Published Online:https://doi.org/10.1176/ajp.154.5.647

OBJECTIVE: Previous studies of covert visuospatial attention in schizophrenia suggest a subtle form of right hemispatial neglect in acutely ill patients but not in chronic, stable patients. Because of previous work documenting various visual information-processing abnormalities in deficit schizophrenia, the authors investigated whether the deficit/nondeficit categorization would help clarify the presence of visual attentional asymmetries in schizophrenia.
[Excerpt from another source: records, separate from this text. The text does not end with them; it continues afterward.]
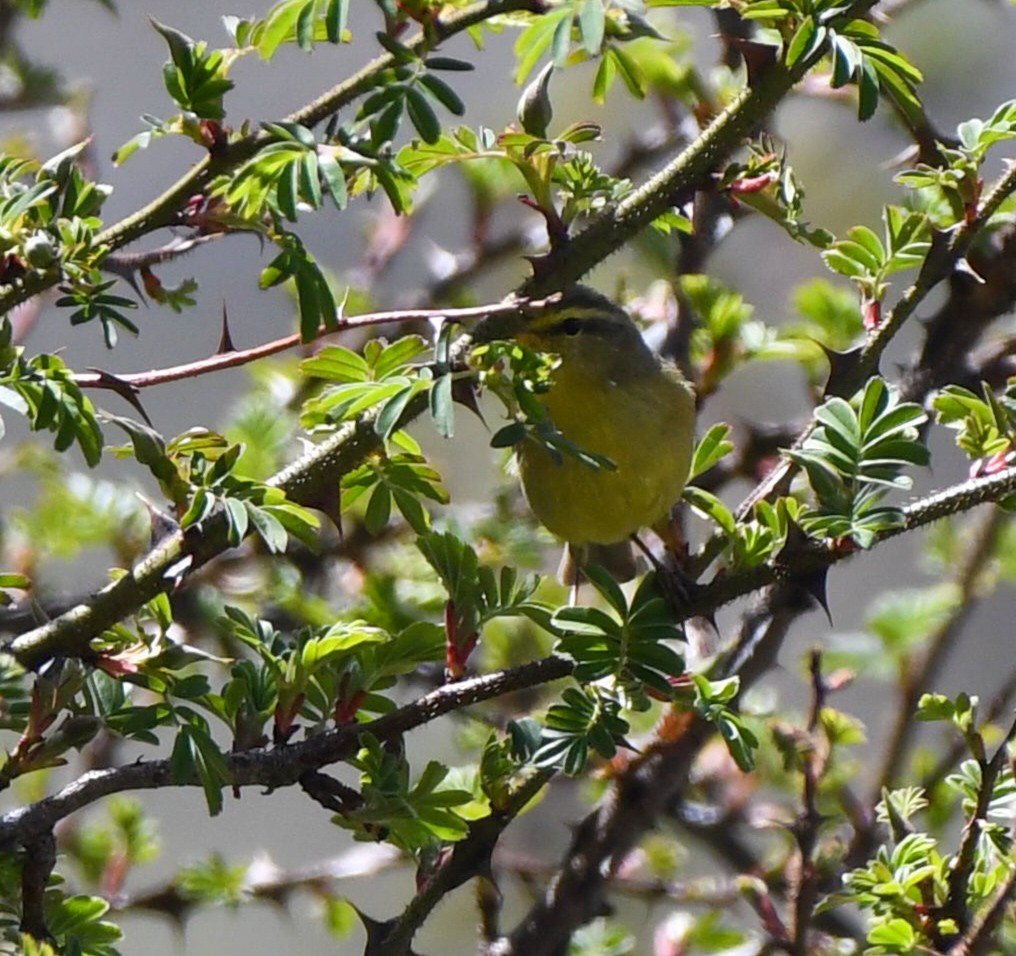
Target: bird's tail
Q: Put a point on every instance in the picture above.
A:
(617, 559)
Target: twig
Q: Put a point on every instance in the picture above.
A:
(805, 889)
(241, 357)
(278, 766)
(979, 939)
(955, 908)
(918, 677)
(163, 210)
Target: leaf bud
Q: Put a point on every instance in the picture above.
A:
(534, 110)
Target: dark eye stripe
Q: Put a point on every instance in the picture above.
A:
(572, 325)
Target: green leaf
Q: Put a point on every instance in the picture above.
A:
(424, 118)
(712, 448)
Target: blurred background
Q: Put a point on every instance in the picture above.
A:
(113, 61)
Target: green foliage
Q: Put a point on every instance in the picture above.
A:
(868, 261)
(308, 654)
(195, 77)
(416, 817)
(303, 21)
(43, 390)
(957, 180)
(629, 642)
(854, 457)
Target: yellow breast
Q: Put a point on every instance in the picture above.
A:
(644, 425)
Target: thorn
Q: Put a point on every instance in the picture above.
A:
(125, 390)
(814, 583)
(463, 391)
(841, 365)
(225, 338)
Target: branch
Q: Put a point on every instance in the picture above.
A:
(240, 357)
(276, 767)
(163, 210)
(945, 255)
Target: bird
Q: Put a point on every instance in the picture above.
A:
(614, 396)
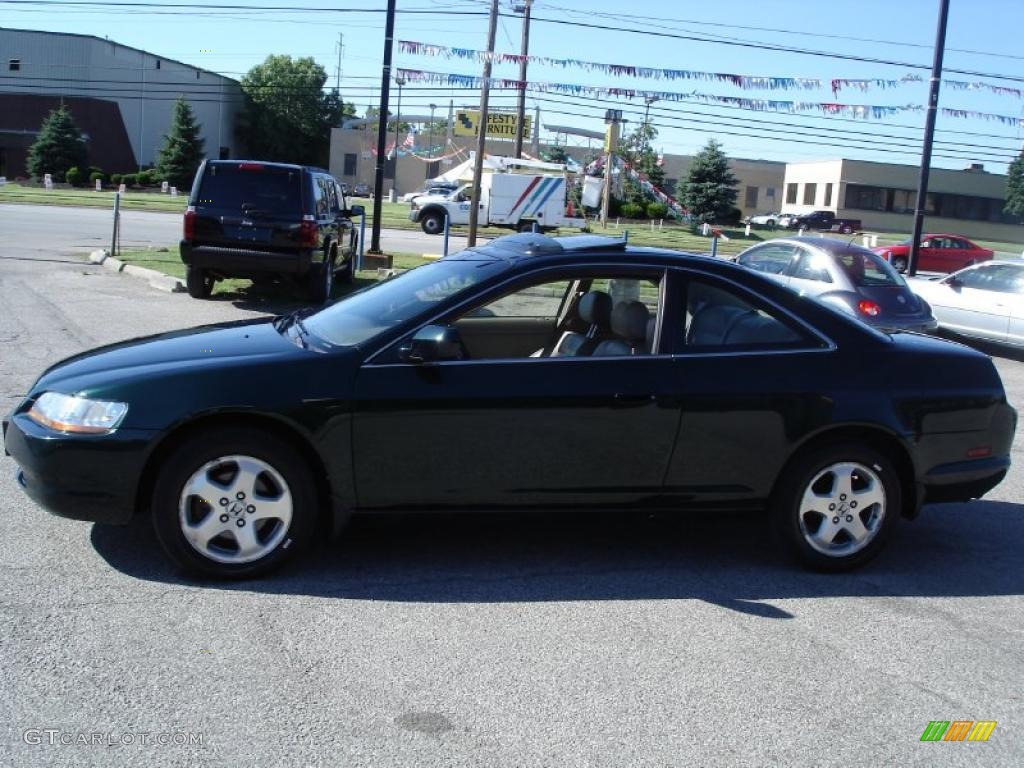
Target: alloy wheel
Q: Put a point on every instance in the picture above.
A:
(842, 509)
(235, 509)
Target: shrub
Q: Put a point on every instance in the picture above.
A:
(632, 210)
(656, 210)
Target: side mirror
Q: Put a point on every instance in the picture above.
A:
(433, 344)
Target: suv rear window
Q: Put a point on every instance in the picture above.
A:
(257, 189)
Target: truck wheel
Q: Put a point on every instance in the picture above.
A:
(432, 223)
(199, 283)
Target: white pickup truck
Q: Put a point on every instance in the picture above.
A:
(513, 200)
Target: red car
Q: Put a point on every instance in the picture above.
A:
(939, 253)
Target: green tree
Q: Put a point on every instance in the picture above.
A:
(58, 146)
(1015, 186)
(182, 150)
(288, 115)
(710, 190)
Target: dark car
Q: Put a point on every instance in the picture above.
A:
(526, 373)
(938, 253)
(267, 221)
(846, 275)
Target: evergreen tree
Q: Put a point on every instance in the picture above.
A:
(182, 150)
(1015, 186)
(710, 192)
(58, 146)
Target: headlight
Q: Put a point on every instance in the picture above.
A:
(67, 413)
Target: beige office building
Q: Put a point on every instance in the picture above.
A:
(883, 197)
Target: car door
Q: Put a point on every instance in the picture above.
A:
(971, 303)
(742, 369)
(516, 430)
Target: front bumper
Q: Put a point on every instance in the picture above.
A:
(82, 477)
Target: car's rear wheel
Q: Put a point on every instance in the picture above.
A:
(836, 507)
(432, 223)
(233, 503)
(199, 283)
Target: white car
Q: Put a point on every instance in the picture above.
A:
(764, 219)
(985, 301)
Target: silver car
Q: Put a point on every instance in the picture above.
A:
(985, 301)
(845, 275)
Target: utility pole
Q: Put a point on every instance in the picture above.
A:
(397, 127)
(524, 51)
(375, 239)
(926, 151)
(481, 131)
(612, 118)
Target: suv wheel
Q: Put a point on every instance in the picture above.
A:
(322, 282)
(199, 283)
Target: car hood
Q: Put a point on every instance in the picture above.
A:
(193, 348)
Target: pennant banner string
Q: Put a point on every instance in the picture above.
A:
(747, 82)
(452, 80)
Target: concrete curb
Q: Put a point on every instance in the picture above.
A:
(156, 280)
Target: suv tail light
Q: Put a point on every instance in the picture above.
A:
(307, 231)
(869, 308)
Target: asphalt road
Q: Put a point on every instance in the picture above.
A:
(585, 640)
(41, 230)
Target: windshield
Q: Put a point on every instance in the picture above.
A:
(866, 269)
(387, 304)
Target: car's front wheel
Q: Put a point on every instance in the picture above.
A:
(836, 507)
(233, 503)
(199, 283)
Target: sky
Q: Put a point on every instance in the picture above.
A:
(771, 39)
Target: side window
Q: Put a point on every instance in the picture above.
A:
(772, 259)
(812, 266)
(719, 318)
(536, 301)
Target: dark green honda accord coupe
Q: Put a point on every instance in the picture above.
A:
(528, 373)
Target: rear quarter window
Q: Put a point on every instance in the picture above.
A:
(270, 190)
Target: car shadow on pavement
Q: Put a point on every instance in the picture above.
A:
(729, 559)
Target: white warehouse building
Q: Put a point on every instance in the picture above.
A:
(121, 97)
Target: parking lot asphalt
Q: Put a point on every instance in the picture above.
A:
(578, 640)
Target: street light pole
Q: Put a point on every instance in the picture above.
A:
(397, 126)
(521, 102)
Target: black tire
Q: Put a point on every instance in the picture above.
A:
(189, 459)
(817, 475)
(322, 281)
(432, 223)
(199, 283)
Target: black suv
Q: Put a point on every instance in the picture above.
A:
(267, 221)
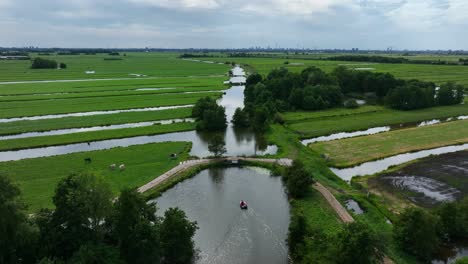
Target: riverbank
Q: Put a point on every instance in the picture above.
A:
(353, 151)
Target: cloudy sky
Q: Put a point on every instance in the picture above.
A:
(365, 24)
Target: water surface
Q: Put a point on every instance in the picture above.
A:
(228, 234)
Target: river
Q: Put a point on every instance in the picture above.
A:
(228, 234)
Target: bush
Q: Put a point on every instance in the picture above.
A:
(416, 233)
(351, 104)
(298, 180)
(40, 63)
(357, 243)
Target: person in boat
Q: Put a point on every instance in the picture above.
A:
(243, 204)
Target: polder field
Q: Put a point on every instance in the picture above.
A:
(140, 94)
(145, 95)
(435, 73)
(108, 66)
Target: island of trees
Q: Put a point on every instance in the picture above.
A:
(88, 225)
(314, 89)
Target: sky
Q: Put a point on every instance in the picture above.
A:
(315, 24)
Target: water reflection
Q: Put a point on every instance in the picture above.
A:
(228, 234)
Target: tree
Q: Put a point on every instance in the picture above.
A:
(298, 179)
(136, 228)
(260, 119)
(96, 253)
(217, 146)
(177, 237)
(209, 114)
(296, 234)
(357, 243)
(462, 261)
(240, 118)
(17, 236)
(451, 220)
(416, 233)
(82, 205)
(40, 63)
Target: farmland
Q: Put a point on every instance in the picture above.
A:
(163, 80)
(435, 73)
(129, 66)
(76, 100)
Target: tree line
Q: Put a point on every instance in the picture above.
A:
(314, 89)
(393, 60)
(89, 226)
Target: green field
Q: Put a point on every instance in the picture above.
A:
(44, 141)
(90, 121)
(352, 151)
(435, 73)
(320, 123)
(38, 177)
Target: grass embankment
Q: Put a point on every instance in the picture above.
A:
(319, 214)
(149, 64)
(314, 124)
(352, 151)
(90, 121)
(35, 108)
(434, 73)
(96, 86)
(22, 98)
(38, 177)
(44, 141)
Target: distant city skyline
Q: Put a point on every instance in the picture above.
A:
(310, 24)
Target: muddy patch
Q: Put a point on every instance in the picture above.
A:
(429, 181)
(354, 207)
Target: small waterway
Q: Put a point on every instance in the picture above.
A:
(228, 234)
(91, 113)
(239, 142)
(95, 128)
(373, 167)
(354, 207)
(377, 130)
(449, 254)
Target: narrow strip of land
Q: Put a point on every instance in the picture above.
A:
(193, 163)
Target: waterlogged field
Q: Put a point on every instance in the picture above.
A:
(321, 123)
(133, 65)
(435, 73)
(139, 91)
(352, 151)
(38, 177)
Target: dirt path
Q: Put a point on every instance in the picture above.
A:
(185, 165)
(333, 202)
(341, 211)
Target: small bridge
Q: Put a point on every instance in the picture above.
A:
(185, 165)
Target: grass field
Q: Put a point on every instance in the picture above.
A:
(37, 178)
(149, 64)
(90, 121)
(435, 73)
(313, 124)
(43, 141)
(352, 151)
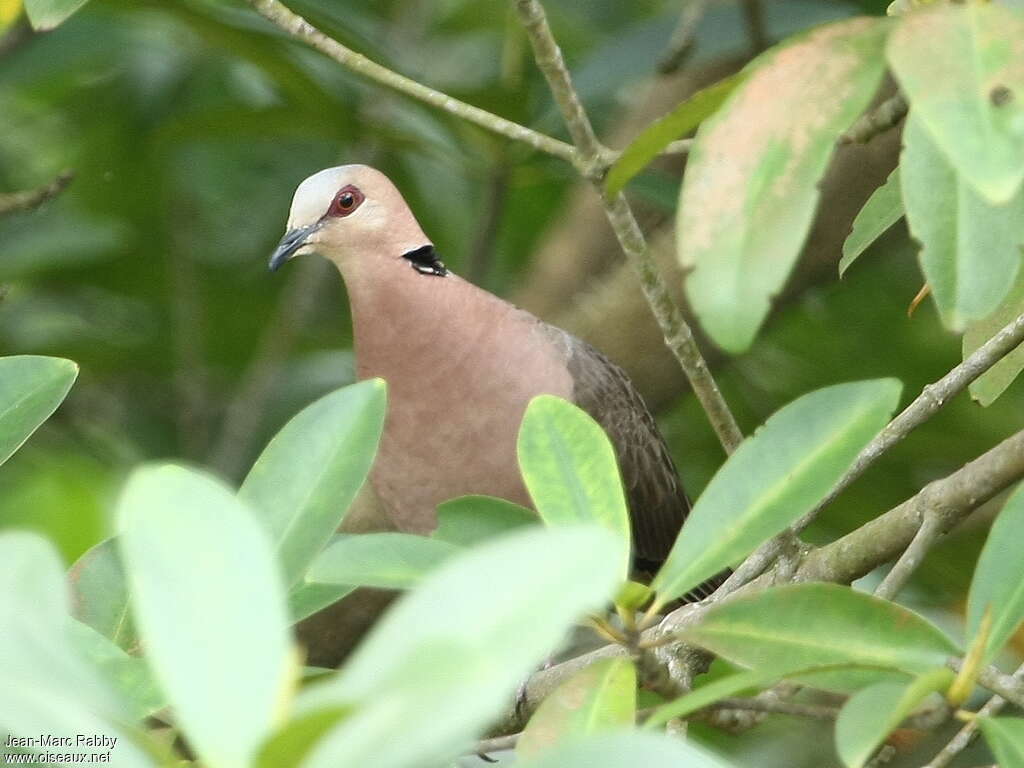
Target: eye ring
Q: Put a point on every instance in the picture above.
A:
(346, 201)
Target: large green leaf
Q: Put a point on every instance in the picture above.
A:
(872, 713)
(209, 604)
(305, 479)
(445, 659)
(710, 693)
(569, 468)
(46, 14)
(471, 519)
(31, 389)
(987, 387)
(998, 578)
(775, 476)
(960, 66)
(882, 210)
(1006, 738)
(752, 180)
(600, 697)
(629, 749)
(47, 687)
(99, 594)
(129, 676)
(306, 598)
(729, 686)
(664, 131)
(971, 248)
(800, 626)
(384, 560)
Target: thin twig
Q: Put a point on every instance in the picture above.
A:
(778, 707)
(299, 28)
(756, 32)
(932, 397)
(843, 561)
(28, 200)
(678, 335)
(498, 743)
(681, 43)
(968, 733)
(896, 579)
(881, 119)
(16, 35)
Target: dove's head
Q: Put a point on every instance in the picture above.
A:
(349, 214)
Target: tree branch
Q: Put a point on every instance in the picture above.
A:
(28, 200)
(968, 733)
(843, 561)
(950, 499)
(677, 333)
(681, 43)
(881, 119)
(932, 397)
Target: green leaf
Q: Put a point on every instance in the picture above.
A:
(664, 131)
(47, 688)
(387, 560)
(446, 658)
(800, 626)
(960, 67)
(307, 598)
(774, 477)
(129, 676)
(987, 387)
(1006, 738)
(46, 14)
(289, 747)
(710, 693)
(599, 697)
(882, 210)
(471, 519)
(752, 179)
(209, 605)
(971, 248)
(31, 389)
(871, 714)
(305, 479)
(569, 468)
(99, 594)
(629, 749)
(998, 579)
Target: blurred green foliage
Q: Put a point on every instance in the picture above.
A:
(188, 124)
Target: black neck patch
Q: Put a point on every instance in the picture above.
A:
(425, 261)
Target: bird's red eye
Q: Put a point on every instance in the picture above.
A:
(346, 201)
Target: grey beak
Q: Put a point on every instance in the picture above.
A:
(292, 242)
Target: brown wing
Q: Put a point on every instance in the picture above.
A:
(657, 502)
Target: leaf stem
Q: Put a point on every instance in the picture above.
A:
(968, 733)
(677, 333)
(28, 200)
(300, 29)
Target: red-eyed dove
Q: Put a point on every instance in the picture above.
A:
(462, 365)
METHOD: Performance on a covert visuospatial attention task was examined in clinically stable outpatients with schizophrenia (17 in a deficit subgroup and 28 in a nondeficit subgroup) and 25 normal subjects. Peripheral cue and central cue versions of the covert visuospatial attention task, at 100-, 200-, and 800-msec intervals between cue and target, were administered a week apart. RESULTS: The nondeficit patients exhibited a significant and abnormal asymmetry, with slower reaction time to targets presented in the right visual field than in the left visual field. This right visual field disadvantage was found with both versions of the task, but only at the 100-msec cue-target interval. The deficit patients were slowest in overall reaction time but, similar to the normal subjects, showed no asymmetry. CONCLUSIONS: The results are consistent with slower visual information processing in the left compared to the right cerebral hemisphere in nondeficit schizophrenia. This finding cannot be accounted for by differences between the deficit and nondeficit subgroups in demographic characteristics, chronicity, or medication effects, nor is it secondary to generalized cognitive impairment.